Comment Writer Phoebe Snedker considers the recent bill in New Zealand, which allows for bereavement leave following pregnancy loss, arguing that whilst it is not without its flaws, it signals a move in the right direction
Content Warning: This article mentions abortion and pregnancy loss
The 25th of March saw New Zealand’s parliament vote unanimously to give mothers and their partners three days of bereavement leave after suffering a miscarriage or stillbirth. MP Ginny Anderson, who presented the bill, suggested that parents need time to process their loss without being forced to use sick pay, stating that ‘the grief that comes with miscarriage is not a sickness; it is a loss. That loss takes time – time to recover physically and mentally; time to recover with a partner.’ Whilst New Zealand is not the first country to provide miscarriage lead – with India, for example, entitling women to six weeks’ leave if they miscarry – I believe that the news of this advancement in women’s health and pregnancy care to be positive, since regardless of what stage in pregnancy a miscarriage is suffered, it is both physically and emotionally traumatic. We should not expect women to just bounce back from such an experience, and with these provinces in place, couples will be able to take the time they need to begin digesting their loss and grieve together.
It is recognised that one in four women have had a miscarriage, and around 20,000 women lose a pregnancy through miscarriage or stillbirth annually. With these figures in mind, I struggle to accept that it has taken so long for any real consideration to be given to the issue of pregnancy loss. Yet, miscarriage seems to be a concept shrouded in taboo. Kathryn Van Beek, who approached her local MP after experiencing a miscarriage, described miscarriage as t ‘ a strange, secret birth that is also a death.’ As so many women are affected by it, it is hard to contemplate why this may be, and certainly indicates that something needs to change. With pregnancy loss finally receiving some public recognition, I would hope to see the taboo and silence surrounding miscarriage and stillbirth to begin to be broken down. Further to this, I hope that other countries are influenced by New Zealand to follow suit and account for the traumatic nature of pregnancy loss.

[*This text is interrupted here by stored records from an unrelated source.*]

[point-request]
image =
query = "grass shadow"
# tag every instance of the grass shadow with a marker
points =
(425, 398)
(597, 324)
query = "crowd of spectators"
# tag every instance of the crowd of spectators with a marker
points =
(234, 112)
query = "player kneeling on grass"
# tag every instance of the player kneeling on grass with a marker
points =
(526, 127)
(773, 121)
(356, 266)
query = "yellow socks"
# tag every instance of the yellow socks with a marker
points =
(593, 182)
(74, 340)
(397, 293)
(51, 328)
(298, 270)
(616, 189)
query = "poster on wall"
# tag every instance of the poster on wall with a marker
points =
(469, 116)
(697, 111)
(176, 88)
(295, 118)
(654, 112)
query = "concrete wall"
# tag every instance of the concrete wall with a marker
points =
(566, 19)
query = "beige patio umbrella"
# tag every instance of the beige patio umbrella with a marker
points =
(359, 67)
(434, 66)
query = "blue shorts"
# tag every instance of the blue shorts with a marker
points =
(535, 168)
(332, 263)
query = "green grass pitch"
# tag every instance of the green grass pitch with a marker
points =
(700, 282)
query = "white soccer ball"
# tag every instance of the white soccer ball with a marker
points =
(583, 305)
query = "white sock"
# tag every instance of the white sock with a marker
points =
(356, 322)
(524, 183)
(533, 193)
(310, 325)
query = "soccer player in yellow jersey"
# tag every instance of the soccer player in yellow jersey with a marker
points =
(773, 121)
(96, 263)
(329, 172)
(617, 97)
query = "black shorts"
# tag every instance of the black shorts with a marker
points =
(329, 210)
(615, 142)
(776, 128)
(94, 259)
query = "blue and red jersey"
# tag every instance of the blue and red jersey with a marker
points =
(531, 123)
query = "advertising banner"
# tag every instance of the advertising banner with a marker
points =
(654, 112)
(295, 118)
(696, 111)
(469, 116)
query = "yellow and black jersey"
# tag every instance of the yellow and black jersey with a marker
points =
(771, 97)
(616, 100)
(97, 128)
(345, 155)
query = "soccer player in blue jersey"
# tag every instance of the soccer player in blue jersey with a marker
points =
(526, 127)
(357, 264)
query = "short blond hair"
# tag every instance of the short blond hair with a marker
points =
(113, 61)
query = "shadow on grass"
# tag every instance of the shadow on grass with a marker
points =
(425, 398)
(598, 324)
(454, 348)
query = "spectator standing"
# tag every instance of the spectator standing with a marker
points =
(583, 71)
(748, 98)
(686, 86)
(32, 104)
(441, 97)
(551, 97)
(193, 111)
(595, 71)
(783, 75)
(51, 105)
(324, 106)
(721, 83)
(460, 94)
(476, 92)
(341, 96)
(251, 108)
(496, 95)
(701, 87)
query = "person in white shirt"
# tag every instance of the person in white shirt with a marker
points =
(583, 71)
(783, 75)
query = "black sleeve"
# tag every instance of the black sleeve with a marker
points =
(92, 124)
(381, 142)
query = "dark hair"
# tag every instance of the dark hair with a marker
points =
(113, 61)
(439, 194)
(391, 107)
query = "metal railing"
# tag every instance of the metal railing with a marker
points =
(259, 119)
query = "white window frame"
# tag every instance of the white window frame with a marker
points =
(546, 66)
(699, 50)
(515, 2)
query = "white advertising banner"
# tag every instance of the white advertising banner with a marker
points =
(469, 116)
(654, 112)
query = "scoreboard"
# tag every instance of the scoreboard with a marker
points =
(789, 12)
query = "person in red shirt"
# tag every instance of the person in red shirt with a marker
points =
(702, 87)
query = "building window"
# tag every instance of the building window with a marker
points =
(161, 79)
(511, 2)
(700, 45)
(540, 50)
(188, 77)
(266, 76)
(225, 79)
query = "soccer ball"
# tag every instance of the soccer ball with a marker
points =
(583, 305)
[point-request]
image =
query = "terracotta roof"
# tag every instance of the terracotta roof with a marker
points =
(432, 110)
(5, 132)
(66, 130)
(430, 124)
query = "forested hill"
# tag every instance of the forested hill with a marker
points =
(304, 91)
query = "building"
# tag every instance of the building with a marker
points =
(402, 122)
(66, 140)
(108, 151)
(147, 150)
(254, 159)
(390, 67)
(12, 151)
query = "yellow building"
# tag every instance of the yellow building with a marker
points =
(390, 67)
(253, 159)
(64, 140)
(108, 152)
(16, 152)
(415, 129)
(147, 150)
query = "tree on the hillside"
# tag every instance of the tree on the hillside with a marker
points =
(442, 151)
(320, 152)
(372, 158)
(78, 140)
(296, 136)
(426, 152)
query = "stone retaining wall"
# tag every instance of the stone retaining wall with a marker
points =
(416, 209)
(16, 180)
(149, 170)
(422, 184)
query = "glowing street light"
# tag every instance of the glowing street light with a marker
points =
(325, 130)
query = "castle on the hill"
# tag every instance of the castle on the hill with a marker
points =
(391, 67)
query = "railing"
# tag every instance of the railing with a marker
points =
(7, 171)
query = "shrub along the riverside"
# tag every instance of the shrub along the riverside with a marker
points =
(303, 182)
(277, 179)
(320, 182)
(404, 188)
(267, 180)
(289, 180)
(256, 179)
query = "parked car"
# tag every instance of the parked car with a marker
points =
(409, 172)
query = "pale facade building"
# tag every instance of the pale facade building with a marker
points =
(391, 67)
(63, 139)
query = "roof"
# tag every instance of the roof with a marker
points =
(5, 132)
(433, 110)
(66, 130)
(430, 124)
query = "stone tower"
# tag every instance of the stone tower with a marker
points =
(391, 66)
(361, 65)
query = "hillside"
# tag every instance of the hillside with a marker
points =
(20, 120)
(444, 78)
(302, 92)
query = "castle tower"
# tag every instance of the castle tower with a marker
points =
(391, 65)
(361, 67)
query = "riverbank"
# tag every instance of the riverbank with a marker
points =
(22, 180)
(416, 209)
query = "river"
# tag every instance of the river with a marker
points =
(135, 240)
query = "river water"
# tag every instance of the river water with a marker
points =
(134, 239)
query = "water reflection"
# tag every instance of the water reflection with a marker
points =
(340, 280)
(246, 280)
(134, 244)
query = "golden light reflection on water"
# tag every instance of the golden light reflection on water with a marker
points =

It is also notable that parents planning to have a child through adoption or surrogacy are covered under this legislation. To me, this recognition of couples who cannot conceive naturally is particularly important, as it can be seen as normalising this route towards parenthood. These couples will still experience the emotional turmoil of the loss of the child, particularly as infertility causes emotional distress and frustration in itself. As a woman with Endometriosis, I I feel it is so important for all routes of pregnancy and parenthood to be considered equally, and so the consideration of the emotional anguish experienced by couples using surrogacy or adoption being on par with couples that conceive naturally should be recognised and praised.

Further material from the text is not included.